BOURBONNAIS — The sun poked its head above the clouds on the fourth day of Bears camp Tuesday morning, a day when the team wrapped up its first stretch of camp with a helmets-only, 90-minute practice session.
With the team taking a scheduled day off today, Tuesday’s light session was the beginning of a brief period for coach Matt Nagy’s squad to restore some energy.
“The benefit for the guys is to get an extra hour of sleep on the front end here ... and we take the pads off, and it’s more mental,” Nagy said. “Our guys are going to be gearing up here for a day off, and then we come back with three good days of pads, and I know they’re really excited for that.”
For guard Kyle Long, the anchor of the Bears’ offensive line, who is returning after a trio of offseason surgeries, the light day was a bit reluctantly welcomed, particularly with his own scheduled off days during camp.
“[Tuesday] was a great day and not full pads, so it was an opportunity to get out there and work on a lot of the details, technique and obviously conditioning,” Long said. “Staying patient is something I’ve always had to work on, but taking it one day at a time, one hour at a time, one minute at a time, you start with treatment in the morning and go from there.
“As long as football practice is in there somewhere, I’m pretty happy.”
Robinson’s road to recovery
The biggest free agency fish the Bears reeled in during the offseason was receiver Allen Robinson II, whom the organization signed to a three-year, $42 million dollar contract despite coming off of a torn ACL.
Robinson said after a rehab-oriented offseason, he finally is breaking the chains and getting back into the swing of things after arriving early to Bourbonnais last week.
“I feel good; I feel real good,” Robinson said. “Being away from the grass for 10-plus months, it feels good to be out here running routes, competing, going against defenders.”
Known for his pristine route-running abilities, Robinson’s patience in his recovery has been seen in his cautious route-running thus far in camp.
According to Nagy, it’s not just his physical recovery that has caused Robinson to ease his way into running his routes and expanding his route tree but also just picking up a new offense.
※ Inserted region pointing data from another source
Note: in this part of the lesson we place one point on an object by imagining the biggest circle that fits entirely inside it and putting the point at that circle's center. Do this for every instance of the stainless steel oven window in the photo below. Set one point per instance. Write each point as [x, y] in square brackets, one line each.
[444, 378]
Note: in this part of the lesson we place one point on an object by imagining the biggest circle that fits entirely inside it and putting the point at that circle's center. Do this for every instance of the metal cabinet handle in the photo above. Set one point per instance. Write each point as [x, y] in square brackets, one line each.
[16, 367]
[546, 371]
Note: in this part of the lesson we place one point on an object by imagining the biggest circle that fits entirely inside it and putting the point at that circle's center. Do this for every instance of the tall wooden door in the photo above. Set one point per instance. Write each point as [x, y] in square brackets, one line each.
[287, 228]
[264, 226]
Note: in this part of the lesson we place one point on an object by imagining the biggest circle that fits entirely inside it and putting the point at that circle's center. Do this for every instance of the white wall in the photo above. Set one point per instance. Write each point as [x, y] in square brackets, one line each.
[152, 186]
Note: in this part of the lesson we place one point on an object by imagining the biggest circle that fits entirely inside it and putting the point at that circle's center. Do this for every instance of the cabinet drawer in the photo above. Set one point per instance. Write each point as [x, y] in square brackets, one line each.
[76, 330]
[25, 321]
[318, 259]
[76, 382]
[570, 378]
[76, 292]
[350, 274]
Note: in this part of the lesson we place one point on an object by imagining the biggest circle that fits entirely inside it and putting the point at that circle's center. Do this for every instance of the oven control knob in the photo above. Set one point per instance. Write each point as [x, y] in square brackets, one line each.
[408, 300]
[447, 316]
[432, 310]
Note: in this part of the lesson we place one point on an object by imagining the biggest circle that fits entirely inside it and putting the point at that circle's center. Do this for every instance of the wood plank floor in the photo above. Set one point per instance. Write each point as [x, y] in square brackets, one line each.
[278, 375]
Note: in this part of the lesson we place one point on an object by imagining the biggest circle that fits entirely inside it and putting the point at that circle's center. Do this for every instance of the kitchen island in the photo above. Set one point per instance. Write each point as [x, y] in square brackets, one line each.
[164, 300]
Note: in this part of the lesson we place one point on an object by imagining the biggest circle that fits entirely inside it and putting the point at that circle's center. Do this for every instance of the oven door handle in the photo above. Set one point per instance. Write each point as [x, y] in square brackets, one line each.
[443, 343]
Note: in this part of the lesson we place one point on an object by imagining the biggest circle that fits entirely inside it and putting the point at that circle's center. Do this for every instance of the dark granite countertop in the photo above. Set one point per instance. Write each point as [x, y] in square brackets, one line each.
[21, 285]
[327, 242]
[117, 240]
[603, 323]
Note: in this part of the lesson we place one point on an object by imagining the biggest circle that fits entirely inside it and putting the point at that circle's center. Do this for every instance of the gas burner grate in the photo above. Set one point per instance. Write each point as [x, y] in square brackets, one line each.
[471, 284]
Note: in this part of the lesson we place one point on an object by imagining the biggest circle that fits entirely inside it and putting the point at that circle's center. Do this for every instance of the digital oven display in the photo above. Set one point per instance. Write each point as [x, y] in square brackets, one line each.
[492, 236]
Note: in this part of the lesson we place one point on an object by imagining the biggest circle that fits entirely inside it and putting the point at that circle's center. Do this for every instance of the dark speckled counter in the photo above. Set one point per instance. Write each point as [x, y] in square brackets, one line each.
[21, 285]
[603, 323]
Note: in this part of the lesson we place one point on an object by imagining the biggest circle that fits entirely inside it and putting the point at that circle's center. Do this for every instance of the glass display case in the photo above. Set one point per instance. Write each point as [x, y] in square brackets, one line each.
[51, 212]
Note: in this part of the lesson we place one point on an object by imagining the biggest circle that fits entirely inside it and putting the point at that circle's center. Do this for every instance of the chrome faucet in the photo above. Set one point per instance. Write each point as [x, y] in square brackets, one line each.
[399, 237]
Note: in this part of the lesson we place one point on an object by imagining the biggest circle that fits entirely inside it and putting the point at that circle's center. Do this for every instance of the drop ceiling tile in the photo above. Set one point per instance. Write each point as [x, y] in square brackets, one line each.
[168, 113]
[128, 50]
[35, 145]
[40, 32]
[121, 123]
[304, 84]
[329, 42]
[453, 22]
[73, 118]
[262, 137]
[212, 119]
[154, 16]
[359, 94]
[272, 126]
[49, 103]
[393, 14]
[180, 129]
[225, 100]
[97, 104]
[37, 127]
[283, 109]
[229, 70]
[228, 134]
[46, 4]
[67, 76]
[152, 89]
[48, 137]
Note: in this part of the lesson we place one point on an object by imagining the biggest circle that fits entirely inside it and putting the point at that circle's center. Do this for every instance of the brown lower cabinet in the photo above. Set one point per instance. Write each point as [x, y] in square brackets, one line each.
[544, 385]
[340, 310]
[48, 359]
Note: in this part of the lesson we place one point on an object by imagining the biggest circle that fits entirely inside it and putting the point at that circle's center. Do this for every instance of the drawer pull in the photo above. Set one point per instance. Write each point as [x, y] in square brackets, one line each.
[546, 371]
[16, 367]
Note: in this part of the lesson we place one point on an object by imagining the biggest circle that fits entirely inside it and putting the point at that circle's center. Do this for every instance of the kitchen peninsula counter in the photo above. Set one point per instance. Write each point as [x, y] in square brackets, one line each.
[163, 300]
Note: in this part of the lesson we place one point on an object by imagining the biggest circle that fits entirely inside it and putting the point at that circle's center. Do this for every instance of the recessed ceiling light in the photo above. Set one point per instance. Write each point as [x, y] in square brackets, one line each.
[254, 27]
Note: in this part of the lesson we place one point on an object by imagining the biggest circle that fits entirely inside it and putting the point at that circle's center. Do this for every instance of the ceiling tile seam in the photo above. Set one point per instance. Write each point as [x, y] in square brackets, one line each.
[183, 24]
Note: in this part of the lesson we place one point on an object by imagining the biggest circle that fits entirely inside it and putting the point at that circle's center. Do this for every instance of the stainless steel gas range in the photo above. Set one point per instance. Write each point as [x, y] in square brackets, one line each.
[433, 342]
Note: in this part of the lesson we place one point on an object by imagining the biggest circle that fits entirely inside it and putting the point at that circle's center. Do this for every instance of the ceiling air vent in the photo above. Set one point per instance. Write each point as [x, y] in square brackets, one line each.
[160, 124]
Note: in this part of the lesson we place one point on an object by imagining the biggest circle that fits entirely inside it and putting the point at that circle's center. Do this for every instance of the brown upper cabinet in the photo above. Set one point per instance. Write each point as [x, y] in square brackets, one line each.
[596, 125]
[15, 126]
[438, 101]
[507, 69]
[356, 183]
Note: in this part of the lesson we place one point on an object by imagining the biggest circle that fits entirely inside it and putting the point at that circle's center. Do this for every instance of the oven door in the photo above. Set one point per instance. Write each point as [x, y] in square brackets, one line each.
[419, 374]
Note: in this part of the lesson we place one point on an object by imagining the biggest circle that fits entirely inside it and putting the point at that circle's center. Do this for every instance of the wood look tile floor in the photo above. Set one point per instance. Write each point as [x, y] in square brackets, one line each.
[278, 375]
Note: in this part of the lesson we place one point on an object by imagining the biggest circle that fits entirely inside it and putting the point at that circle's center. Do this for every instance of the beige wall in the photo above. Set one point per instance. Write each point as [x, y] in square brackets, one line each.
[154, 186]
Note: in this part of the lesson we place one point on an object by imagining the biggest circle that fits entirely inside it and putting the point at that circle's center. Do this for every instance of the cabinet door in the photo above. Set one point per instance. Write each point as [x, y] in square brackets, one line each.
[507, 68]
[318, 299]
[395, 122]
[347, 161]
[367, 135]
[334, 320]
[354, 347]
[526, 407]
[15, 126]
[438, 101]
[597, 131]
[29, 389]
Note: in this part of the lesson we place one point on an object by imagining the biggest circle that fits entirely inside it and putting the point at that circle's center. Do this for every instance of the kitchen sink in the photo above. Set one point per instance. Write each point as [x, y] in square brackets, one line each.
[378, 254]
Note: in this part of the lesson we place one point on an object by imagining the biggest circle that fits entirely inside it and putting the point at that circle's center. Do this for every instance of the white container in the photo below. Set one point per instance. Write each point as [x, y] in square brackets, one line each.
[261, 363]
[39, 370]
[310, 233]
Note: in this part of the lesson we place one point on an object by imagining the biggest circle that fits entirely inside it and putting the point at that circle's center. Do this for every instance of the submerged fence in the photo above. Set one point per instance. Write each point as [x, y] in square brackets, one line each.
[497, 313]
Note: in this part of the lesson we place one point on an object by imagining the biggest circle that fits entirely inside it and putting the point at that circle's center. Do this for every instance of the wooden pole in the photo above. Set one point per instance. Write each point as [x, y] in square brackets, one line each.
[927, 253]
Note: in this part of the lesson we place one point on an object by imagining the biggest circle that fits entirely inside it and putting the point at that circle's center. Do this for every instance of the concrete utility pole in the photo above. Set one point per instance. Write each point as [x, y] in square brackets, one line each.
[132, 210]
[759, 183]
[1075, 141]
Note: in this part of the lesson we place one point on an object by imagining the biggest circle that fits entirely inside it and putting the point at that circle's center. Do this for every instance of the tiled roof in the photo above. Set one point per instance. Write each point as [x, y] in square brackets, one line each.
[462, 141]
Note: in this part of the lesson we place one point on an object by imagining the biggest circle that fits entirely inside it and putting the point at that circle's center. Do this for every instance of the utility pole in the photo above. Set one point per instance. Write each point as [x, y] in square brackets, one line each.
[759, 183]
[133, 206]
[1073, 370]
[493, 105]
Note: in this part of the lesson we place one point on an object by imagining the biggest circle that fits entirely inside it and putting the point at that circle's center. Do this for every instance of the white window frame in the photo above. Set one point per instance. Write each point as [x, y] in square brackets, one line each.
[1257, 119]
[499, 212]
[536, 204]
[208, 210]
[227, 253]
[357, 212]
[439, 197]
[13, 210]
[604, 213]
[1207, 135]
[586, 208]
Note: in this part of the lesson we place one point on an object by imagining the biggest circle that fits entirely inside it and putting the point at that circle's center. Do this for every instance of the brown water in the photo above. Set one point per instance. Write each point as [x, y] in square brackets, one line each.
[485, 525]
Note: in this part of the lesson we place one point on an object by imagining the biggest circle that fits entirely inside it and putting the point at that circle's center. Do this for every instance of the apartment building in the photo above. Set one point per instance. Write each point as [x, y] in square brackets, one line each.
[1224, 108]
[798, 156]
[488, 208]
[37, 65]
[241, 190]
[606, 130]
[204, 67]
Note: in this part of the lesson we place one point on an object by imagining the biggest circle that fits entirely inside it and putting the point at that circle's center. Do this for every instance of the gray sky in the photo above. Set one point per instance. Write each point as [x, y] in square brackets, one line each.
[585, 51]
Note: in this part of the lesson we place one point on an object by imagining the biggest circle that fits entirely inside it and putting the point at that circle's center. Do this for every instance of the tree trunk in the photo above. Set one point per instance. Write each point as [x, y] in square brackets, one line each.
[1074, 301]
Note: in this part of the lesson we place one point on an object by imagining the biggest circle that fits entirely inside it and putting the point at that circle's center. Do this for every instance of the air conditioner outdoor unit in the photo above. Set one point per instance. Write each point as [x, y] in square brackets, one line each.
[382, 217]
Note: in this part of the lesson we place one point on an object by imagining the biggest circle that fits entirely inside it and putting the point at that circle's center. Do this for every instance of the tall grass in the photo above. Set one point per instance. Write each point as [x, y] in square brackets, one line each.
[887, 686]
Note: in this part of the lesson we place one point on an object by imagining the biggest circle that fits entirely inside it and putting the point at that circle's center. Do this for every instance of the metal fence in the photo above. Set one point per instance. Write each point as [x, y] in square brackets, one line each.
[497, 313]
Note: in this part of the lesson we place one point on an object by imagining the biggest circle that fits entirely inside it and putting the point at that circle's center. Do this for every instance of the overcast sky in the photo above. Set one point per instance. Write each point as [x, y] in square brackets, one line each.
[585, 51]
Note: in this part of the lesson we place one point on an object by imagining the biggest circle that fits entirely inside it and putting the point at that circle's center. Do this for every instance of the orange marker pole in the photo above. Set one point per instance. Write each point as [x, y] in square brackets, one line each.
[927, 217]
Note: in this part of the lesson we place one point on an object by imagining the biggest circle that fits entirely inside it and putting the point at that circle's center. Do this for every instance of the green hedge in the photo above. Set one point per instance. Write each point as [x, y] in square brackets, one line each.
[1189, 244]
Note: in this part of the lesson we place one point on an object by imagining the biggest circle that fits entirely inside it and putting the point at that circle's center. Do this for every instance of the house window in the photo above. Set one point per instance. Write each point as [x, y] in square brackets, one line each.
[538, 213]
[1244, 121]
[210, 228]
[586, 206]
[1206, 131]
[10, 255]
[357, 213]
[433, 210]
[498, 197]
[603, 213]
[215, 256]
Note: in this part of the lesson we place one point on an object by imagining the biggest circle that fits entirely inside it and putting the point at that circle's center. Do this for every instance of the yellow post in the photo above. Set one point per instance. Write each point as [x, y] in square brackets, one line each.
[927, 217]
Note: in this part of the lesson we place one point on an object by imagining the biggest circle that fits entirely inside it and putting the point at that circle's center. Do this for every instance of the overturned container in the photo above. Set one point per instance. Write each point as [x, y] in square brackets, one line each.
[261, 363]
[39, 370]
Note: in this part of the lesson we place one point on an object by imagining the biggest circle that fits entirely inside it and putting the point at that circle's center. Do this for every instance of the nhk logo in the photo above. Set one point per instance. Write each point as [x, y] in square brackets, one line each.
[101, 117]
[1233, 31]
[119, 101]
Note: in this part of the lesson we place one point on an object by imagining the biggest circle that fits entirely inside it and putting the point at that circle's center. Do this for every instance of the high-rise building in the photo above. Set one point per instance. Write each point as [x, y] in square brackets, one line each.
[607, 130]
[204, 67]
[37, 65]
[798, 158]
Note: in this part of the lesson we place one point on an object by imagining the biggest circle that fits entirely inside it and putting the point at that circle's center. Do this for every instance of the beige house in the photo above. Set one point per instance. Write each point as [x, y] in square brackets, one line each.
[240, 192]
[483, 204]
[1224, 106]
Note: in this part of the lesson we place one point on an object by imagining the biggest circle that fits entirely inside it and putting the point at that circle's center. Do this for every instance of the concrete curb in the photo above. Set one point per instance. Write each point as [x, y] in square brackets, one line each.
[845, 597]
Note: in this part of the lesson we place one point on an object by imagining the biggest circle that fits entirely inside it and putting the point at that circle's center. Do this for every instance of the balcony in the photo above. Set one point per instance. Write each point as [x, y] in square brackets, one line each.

“There might be a couple routes, more mentally, that he’s trying to get over,” Nagy said. “Once you get through that part, you’re ready to go.
“We have some steps on some of our routes, so some of that is just testing it out,” Nagy said. “[The receivers] are testing the waters on where that is, and once [Robinson] gets over that, we’ll be good.”
For Robinson, because of his well-known skills at running routes, the physical and mental adjustments don’t have much reason for concern.
“I’ve been running routes and stuff like that for a while,” Robinson said. “It’s just getting acclimated to releases and stuff like that.”
United they block
While the Bears totally revamped their receiving corps in the offseason, the offensive line is expected to look identical to last season, perhaps with the inserting of rookie interior lineman James Daniels.
According to Long, not only does the continuity from last season help the team as a unit on the field but off of it as well.
“I think the fact that we do have a lot of guys coming back is really beneficial to the young guys like James because they get to see that camaraderie, whether it’s in our social circle or in the meeting room,” Long said. “I think James is able to work himself in there and see how we operate, and it’s been great.”